Actually, doesn't the FrameLoaderClient get notified during the call to didReceiveResponse? In that case, would the solution I just proposed really work?
(In reply to comment #12) > Actually, doesn't the FrameLoaderClient get notified during the call to > didReceiveResponse? In that case, would the solution I just proposed really > work? It works in that it doesn't crash, but it doesn't render anything if the content is less than 1024 bytes. Using the suggested change (wait for data before sending the header), here's a video when the server sends 512 bytes of data: http://ponderer.org/tests/data512.ogg http://ponderer.org/tests/multipart-512.py Here's a video when the server sends > 1024 bytes of data: http://ponderer.org/tests/data1024.ogg http://ponderer.org/tests/multipart-1024.py The ToT Chrome handles the above two cases correctly, but the renderer crashes when navigating away (not really noticeable unless you try to navigate to the same domain). I think sending the headers right away tells the doc loader than it can render the data it has so far. This allows data less than 1024 bytes to render immediately. One option would be to have Chrome match CFNetwork and try to make the document render partial data. Firefox handles both cases properly and Safari doesn't handle the 512 case because of CFNetwork merging two parts into a single document.
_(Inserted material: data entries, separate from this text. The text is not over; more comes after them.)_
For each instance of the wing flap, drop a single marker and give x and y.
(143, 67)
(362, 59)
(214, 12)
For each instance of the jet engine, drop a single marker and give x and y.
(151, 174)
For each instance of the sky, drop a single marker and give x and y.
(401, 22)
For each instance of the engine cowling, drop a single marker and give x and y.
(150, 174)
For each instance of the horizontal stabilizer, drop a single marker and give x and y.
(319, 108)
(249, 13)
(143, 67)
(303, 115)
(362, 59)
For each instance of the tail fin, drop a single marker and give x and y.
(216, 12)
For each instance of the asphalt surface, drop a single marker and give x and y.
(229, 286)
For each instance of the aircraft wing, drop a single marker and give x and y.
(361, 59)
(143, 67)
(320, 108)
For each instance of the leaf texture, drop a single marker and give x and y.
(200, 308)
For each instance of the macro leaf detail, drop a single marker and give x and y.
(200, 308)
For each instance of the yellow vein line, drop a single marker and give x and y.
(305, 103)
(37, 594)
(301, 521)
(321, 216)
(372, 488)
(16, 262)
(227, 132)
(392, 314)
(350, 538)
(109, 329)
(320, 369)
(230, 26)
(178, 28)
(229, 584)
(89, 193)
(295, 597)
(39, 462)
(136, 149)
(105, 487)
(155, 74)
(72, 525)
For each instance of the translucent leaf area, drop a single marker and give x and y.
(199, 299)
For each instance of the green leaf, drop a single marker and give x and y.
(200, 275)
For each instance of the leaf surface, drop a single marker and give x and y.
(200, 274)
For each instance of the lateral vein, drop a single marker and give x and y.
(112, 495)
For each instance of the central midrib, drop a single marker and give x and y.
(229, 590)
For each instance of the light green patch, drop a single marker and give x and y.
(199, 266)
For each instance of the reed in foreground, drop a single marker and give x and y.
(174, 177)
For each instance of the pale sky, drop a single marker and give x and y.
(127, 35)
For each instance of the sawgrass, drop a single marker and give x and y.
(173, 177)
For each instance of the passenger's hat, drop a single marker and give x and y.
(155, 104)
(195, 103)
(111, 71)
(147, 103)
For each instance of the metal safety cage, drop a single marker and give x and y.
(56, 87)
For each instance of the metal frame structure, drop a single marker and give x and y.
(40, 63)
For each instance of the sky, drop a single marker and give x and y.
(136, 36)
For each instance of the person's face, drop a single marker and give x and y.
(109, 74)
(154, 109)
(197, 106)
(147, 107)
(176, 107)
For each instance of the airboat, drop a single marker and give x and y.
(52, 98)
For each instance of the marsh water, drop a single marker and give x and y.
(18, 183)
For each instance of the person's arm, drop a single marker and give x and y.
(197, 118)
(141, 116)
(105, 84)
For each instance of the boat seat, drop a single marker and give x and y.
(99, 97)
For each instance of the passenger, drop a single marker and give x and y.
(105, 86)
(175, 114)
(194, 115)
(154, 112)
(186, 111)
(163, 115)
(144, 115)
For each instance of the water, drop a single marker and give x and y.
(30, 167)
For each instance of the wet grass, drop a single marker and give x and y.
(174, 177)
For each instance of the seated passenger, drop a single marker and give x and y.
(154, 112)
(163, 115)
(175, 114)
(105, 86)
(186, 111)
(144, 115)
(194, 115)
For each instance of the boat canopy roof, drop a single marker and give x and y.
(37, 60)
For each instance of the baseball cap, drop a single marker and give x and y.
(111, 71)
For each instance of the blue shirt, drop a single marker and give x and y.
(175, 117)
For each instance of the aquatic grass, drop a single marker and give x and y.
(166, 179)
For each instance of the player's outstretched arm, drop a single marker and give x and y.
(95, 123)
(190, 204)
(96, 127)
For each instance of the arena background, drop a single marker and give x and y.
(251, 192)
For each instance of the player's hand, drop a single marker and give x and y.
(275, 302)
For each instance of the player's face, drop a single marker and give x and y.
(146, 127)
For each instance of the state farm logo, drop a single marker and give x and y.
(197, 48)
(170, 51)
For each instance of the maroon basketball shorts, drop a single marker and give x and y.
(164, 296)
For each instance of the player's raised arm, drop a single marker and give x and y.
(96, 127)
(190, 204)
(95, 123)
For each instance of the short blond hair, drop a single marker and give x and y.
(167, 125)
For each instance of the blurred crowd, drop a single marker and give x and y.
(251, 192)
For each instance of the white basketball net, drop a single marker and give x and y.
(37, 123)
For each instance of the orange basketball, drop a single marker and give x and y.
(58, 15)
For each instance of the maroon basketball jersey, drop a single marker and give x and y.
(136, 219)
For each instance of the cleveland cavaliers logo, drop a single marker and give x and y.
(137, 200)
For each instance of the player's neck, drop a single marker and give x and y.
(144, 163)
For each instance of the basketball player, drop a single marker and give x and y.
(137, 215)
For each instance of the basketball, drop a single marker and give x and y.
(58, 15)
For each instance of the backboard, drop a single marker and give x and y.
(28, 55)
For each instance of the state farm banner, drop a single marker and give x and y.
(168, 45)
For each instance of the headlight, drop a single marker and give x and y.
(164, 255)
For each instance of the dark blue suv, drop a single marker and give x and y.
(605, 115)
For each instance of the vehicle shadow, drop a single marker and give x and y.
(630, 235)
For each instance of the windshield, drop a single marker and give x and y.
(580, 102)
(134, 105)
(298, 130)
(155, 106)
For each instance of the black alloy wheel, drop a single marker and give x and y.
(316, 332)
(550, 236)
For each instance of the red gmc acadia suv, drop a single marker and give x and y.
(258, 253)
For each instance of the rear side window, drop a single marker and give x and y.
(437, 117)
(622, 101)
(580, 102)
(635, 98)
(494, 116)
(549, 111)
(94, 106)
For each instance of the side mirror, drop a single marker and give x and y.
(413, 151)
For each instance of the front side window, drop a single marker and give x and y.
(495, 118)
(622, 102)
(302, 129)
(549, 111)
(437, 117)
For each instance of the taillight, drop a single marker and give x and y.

Comment on attachment 43211 [details] Patch Looks good to me. Needs a layout test (or if this is covered by some existing test, please say so).
Created attachment 46335 [details] with test
Comment on attachment 46335 [details] with test r+
Created attachment 46348 [details] Patch
(In reply to comment #17) > Created an attachment (id=46348) [details] > Patch This version should work on OSX. This works around the CF bug mentioned above where each mulitpart piece has to be at least 512 bytes for CF to work.
Comment on attachment 46348 [details] Patch Clearing flags on attachment: 46348 Committed r53143: <http://trac.webkit.org/changeset/53143>
All reviewed patches have been landed. Closing bug.
This patch appears to cause chromium browser test failures: [ RUN ] ErrorPageTest.FLAKY_DNSError_GoBack2 ASSERTION FAILED: loader != m_documentLoader (/b/slave/linux/build/src/third_party/WebKit/WebCore/loader/FrameLoader.cpp:2339 void WebCore::FrameLoader::setDocumentLoader(WebCore::DocumentLoader*))
(In reply to comment #21) > This patch appears to cause chromium browser test failures: > > [ RUN ] ErrorPageTest.FLAKY_DNSError_GoBack2 > ASSERTION FAILED: loader != m_documentLoader > (/b/slave/linux/build/src/third_party/WebKit/WebCore/loader/FrameLoader.cpp:2339 > void WebCore::FrameLoader::setDocumentLoader(WebCore::DocumentLoader*)) Crash analysis and fix in bug 33560.